Bir gece, beni seven herkese söz verdim. Ve o gece herkes aldığı sözde, seçtiği sözcüklerde kendimi aradım. Topladım onların bana ait olduğunu düşündüğü parçaları. Ve bu kutsal gecenin sonunda, şafak mavi gökyüzünü yırtıp akıtırken renklerini, kızıla yakın tüm renklerle kaynak yaptım bu parçaları. O sabah geceye son vermek için yatarken kalbime gömdüm bu ortaya çıkan çarpık beni: Soğusun diye. 


Öğlen uyandım ve kalbime vardım. Bu çarpık bedeni gömdüğüm toprağa. Amacım, yatmadan önce planladığım gibi, bu çarpık ben soğuduktan sonra mezarının başında ona ruhunu üfleyecektim. Ancak onu gömdüğüm yere vardığımda gördüm ki toprak kazılmıştı. Çarpık ben yoktu mezarda


Paaaat!


Gözümü açıyorum, ve çamurlu su kaçıyor gözüme. Nemli ve güçlü bir toprak kokusu… Islanmışım ve çamurun içindeyim… Kafamı kaldırmaya çalışıyorum ancak kafamda inanılmaz bir ağrı saplanıyor. Elimle kafamla tutmaya çalışıyorum ve elime çamurla birlikte kafamın arkasını balçıklamış yapışık kanım geliyor. Ben çamurlu birlikte aslında bir su birikintisi içindeyim. Yağmurda, bir mezarın içinde üzerime toprak atılıyor ama mezarın içi suyla dolu biraz da… Ne kadar derin bilmiyorum bu mezar, su yüzünden… 

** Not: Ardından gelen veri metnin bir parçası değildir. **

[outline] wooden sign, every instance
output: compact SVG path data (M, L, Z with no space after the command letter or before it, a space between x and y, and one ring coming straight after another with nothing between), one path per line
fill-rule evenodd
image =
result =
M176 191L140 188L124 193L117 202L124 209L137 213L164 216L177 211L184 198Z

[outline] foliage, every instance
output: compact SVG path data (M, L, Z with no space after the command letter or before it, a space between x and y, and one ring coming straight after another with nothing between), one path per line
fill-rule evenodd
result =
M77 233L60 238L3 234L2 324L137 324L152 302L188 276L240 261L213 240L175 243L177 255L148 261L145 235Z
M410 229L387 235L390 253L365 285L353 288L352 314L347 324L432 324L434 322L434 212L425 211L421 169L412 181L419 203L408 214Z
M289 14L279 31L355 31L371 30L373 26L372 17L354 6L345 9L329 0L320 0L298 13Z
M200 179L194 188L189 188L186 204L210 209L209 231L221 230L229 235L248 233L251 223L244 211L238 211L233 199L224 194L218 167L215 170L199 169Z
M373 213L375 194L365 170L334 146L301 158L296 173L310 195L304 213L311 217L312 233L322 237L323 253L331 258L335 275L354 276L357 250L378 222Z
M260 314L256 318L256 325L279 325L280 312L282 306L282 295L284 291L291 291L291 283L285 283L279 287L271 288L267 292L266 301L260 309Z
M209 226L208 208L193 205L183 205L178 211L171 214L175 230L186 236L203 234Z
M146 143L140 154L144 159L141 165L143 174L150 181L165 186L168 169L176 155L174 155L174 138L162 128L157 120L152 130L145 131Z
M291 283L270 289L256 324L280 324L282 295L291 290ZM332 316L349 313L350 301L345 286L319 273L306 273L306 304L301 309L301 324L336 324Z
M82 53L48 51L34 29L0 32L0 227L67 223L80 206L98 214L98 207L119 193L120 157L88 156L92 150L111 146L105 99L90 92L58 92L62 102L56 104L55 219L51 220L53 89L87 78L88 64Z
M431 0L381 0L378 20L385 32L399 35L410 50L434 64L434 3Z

Sonra her şeyi anlıyorum. Çarpık ben, beni kendi kalbime gömüyordu. Nasıl dirilebildi ben olmadan kendi kendine, hem de kendi kalbimde gömmüşken onu? Bana duyduğu bu öfke nedendi ve niye bu kadar çoktu? Sanki beni sevenlerin bana ait olduğunu düşündükleri parçalar birleşince ortaya çıkan uyumsuzluğun kıvılcımından doğan ateş bu boş bedeni koskocaman bir yangınla doldurmuştu, saf bir öfke olarak. Geç kalınmamış olsa aciz bir ruhun kolayca dirilteceği bu bedeni ancak bu denli fazla bir öfke canlandırmıştı sanırım. 


Üzerime toprak atımı durdu… Yoruldu sanırım…


Bağırıyorum: “Yalvarırım dur! Ne istersen veririm sana ama nolur dur!”



“Senden yalnız bir şey istiyorum.” dedi.

 

“Olur!” dedim


Bir el kolumdan tuttu ve beni aniden yukarı çekip çıkardı. Kolum bu ani harekette acıdıysa da bu güç daha da sarstı beni.  


“Ne istiyorsun?” dedim.


“Kimim ben? Neden acı çekiyorum bu kadar?” dedi.


“Neden acı çektiğini bilmiyorum” dedim “Ama kimsin anlatabilirim” dedim.


Dün geceyi anlattım. 


Uzun süre, yağmura rağmen boşlukta hapsoldu bakışları.


Yana yana mezarın başında ayaklarımızı mezarın içine sarkacak şekilde otururken, bakışları hala boşlukta yağmur damlaları arasında hapolmuşken, kolumu tuttu sıkıca ve bana bakmadan şunu söyledi:


“Şimdi sen de bana bir söz vereceksin.Tutman gereken veya bana ifade hakkı veren bir söz değil. Bana senin içinde sana zarar vermeden kendimi arayacağım ki yani yaşayacağım bir söz vereceksin”


Hala bana bakmıyordu.


“Sana istediğin sözü vereceğim. Ancak senden bir şeye isteme hakkım var mı bilmiyorum ama, şunu bil ki; bana zarar vermemen gerekmiyor, hatta mümkünse, beni rahatsız et. Olur mu?”


Bana baktı, gözlerime, en derinime ulaştı mı bilmiyorum ama ben onun gözlerinde korkutucu derece derinliğe indiğimde, söyledim ona istediği sözü: 


“Her birimiz çok kişiyiz, pek çoğuz, ifrat sayıda kendimiziz. Bu yüzden, çevresini küçümseyen kişiyle o çevreden zevk alan ya da onun yüzünden üzülen kişi aynı değildir. Varlığımızın sömürgesinde farklı düşünen ve farklı hisseden pek çok türden insan vardır” (Fernando Pessoa, Huzursuzluğun Kitabı)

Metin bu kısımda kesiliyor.